Sending NAGIOS alerts to Gmail addresses can get your mail server listed as suspect.

Marc Powell lists at xodus.org
Fri May 28 13:56:27 CEST 2010


On May 27, 2010, at 4:09 PM, Drew Weaver wrote:

> Hi there,
>  
> I noticed that a lot of our mail was ending up in users' junk/spam folder at GMail and it seems that if you send Nagios warning messages to Gmail they somehow assume that your server is malicious and spamming. Is it SOP to use a different SMTP server to deliver Nagios messages

Does your nagios server send the messages to gmail directly, and not through an SMTP relay?

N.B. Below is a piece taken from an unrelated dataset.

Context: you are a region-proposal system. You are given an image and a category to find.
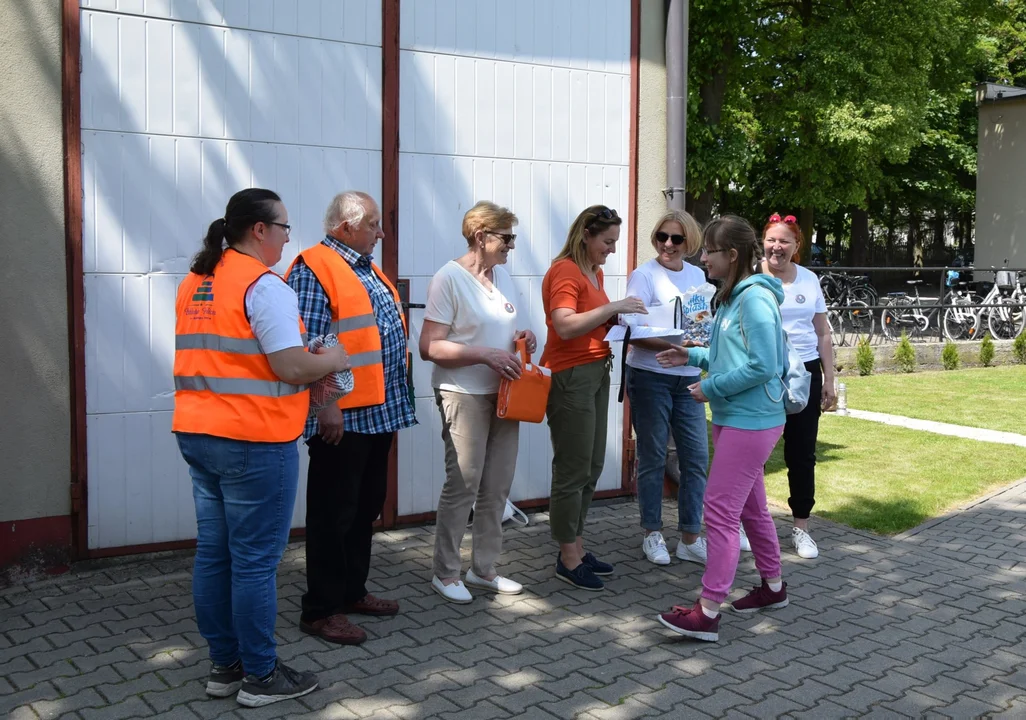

If so, are you following all the rules and expectations for it to be a mail server because to gmail, that's exactly what it is.

	- Is the SMTP server on the machine configured to HELO as a valid fully qualified domain name (hostname.yourdomain.com)?
	- Does hostname.yourdomain.com exist in the DNS and point to the outgoing public IP that gmail sees your message originate from?
	- Does that IP address have a reverse DNS entry of hostname.yourdomain.com?

You can answer most of this by looking at the Received: line in any of the messages where your system hands the message off to Google. 

At the very least a RDNS lookup of the IP should show hostname.yourdomain.com and a lookup of hostname.yourdomain.com should result in that same IP.